The God Thing said:
To be fair, water droplets are clearly visible on the Ilia-Probe's shoulders, and if one has the iTunes version of ST:TMP (my copy is of the 1979 cinema edit but I believe Apple has since changed it to the DE) on their computer pressing the fast-forward on the QuickTime Player during that segment reveals - at least to me - steam being blown down on Khambatta which is otherwise almost completely obscured by the "mood light" animation effect.
Cary L. Brown said:The problem with the "Trek" incarnation of these things is that they're inconsistent with the REAL science it's based upon. Trek "sonic showers," supposedly, use no water. This is illogical and irrational, but not too surprising... the folks writing about it most often had no idea of the science behind it.
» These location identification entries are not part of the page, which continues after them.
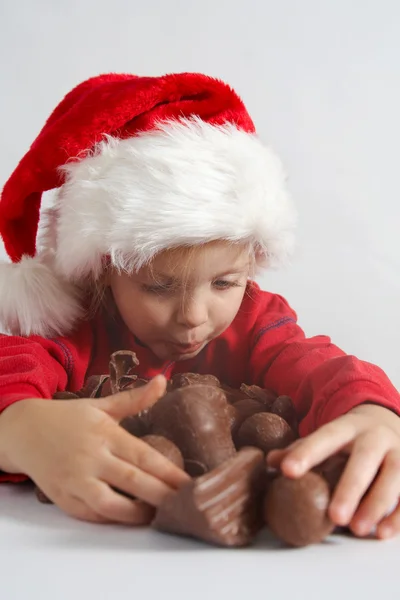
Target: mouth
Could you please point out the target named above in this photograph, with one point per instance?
(187, 348)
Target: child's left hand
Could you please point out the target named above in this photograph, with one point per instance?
(370, 434)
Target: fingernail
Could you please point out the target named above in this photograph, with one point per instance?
(341, 512)
(363, 527)
(295, 466)
(385, 532)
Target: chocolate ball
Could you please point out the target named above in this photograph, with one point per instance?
(184, 379)
(166, 448)
(233, 395)
(283, 407)
(295, 510)
(265, 396)
(243, 410)
(265, 431)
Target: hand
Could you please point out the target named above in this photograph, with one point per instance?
(370, 435)
(75, 451)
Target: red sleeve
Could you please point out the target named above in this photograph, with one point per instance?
(322, 380)
(35, 367)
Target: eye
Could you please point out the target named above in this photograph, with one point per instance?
(223, 284)
(157, 289)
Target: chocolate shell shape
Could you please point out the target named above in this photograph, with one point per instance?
(232, 394)
(166, 448)
(93, 387)
(197, 420)
(223, 507)
(122, 364)
(257, 393)
(265, 431)
(283, 407)
(184, 379)
(295, 510)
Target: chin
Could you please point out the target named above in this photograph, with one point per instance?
(178, 356)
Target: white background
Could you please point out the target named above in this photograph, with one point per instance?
(321, 79)
(322, 82)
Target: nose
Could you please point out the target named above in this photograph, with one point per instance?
(192, 312)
No argument there. TMP was, however, much more well-thought-out, TECHNICALLY at least, than the TNG-and-later series (or any of the later movies). While TMP's ENTERTAINMENT value is subject to debate, it's technical value is not. It is, by far, the most technically reasonable of the various shows (sets not fitting within the hull structure notwithstanding). Something I attribute, heavily, to the involvement of Dr. Von Puttkamer (sp?) as technical advisor.
I'm fairly certain that the use of sonic showers is something he contributed to the mix (just like wormholes and other semi-factual science presented in the film).
Unfortunately, later Trek writers missed this point entirely, and simply reused the term as "technobabble" without really bothering to try to understand what they were talking about.